The panel, originally housed in Santa Maria in Valle, depicts the Madonna in Majesty with the Child (113 x 41 cm). It features a halo that is shaped and slightly protruding. The canvas, following the customary technique of applying paint to wood, retains only fragmentary traces of color. Its condition is quite poor, as the lower part is almost completely lost, as well as the face of the Child, whose eyes, nose, and upper lip can still be made out, while the oval of the face and the halo—perhaps not gilded but with silver leaf—have been completely erased. There are also noticeable burn marks on the right side, caused by candles that were lit in front of the sacred image.
The Virgin wears a blue mantle lined with red, covering her head and cascading over her shoulders with rich, somewhat rigid folds, though still with a distinctly Gothic quality in the looseness of the design. The Child’s garment appears to have been brown with white highlights, visible in the remaining color fragments.
This work is attributed to the circle of Margarito d’Arezzo (documented from 1250 to 1262) and is datable around 1260-1262. It is very close in style to the Madonna in Majesty with Child and Saints, housed in the Museo Statale d’Arte Medievale e Moderna in Arezzo, which comes from Terranova Bracciolini.
The provincial aspect of the image may appear as a vernacular imitation of Byzantine-style art; however, it retains a genuine freshness that places it among works of undoubted interest. According to tradition, at an unspecified time, the panel was said to have been found underground by some farmers and placed in various churches, including the one at the Castle of Montozzi (Pergine), but each time it was miraculously rediscovered at its original location. This miraculous event supposedly sparked great popular devotion to the sacred icon and the construction of a sanctuary at the site.

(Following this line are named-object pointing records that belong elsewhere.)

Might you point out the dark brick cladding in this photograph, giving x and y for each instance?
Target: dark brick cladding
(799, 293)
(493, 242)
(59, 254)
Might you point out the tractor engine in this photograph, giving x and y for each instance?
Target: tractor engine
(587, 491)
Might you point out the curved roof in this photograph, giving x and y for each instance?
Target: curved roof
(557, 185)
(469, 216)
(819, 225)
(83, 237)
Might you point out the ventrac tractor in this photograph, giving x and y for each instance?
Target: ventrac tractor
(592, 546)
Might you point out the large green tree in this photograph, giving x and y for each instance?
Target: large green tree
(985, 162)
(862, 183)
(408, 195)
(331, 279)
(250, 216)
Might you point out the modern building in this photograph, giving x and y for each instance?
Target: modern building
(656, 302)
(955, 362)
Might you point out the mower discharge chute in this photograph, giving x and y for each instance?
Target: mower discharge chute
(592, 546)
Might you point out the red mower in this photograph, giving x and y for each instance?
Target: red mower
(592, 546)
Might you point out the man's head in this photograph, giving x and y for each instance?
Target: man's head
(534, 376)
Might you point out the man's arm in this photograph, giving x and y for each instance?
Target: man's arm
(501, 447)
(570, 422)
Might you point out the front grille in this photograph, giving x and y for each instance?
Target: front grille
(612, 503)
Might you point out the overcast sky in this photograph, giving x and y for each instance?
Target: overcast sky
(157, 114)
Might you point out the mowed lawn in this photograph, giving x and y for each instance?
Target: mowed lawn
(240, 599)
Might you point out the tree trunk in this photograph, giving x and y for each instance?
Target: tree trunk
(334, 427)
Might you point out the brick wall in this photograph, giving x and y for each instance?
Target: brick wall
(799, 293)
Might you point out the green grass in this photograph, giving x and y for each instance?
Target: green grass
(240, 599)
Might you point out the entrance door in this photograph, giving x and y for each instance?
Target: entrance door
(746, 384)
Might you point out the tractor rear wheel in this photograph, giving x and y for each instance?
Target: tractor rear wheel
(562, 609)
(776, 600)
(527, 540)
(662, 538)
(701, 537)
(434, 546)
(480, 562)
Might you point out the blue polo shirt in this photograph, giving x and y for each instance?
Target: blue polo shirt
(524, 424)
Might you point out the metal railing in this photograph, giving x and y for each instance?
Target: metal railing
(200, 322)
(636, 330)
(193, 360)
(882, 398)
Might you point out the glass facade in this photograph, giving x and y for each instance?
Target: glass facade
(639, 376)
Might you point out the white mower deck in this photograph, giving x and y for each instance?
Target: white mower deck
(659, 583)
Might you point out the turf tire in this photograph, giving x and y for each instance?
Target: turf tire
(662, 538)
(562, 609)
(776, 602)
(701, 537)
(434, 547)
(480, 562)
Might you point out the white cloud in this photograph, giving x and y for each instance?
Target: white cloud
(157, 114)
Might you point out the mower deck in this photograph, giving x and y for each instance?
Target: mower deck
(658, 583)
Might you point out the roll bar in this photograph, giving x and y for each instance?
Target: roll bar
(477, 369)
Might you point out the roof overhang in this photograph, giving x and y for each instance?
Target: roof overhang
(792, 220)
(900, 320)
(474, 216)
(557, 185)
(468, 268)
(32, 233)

However, this legend lacks historical basis, as the church of Santa Maria in Valle already existed in the 13th century. The site, due to its location, must have been sacred since ancient times, and the Virgin Mary took on various identities of deities connected to the earth, such as Ceres, the goddess of the harvest, and to the waters, like the nymphs of springs and other supernatural female beings. These sacred presences symbolically emphasized the fertilizing power of the chthonic (underground) deities, manifested as waters from the “depths” rising from below the earth, just as the Virgin, according to legend, emerged from the earth. Moreover, rural populations, throughout the 13th century, needed to rely on the protection of Mary to escape the raids of the Florentine and Aretine armies.
In 1974, part of the panel was stolen: the head of the Madonna was separated from the rest of the artwork and taken. However, it was quickly recovered, and after restoration, it was relocated to a safer place. Today, it is carefully preserved in the Propositura of Laterina.
On the choir loft of the sanctuary stands a small positive organ (a medium-sized instrument that can be moved from place to place but must be placed on a stand), of anonymous authorship, dating back to the 17th century, but with older pipes and additions from 1714, as indicated in the secret inscription that also bore the name of the maker, now lost. Likely commissioned during the building campaign promoted by the Busatti family, the instrument has a 45-key keyboard (C1 to C5) with a short octave. The pedalboard has 8 pedals (C1 to B1); the stops are four: Principale (4′), Ottava, Duodecima, and Decima-quinta; the tracker action is employed for the action of the pipes. The case, dating from the early 18th century, features two lateral Tuscan columns and a simple cornice, topped by a crest carved in wood with vine tendrils and grape clusters, at the center of which is a bishop’s coat of arms.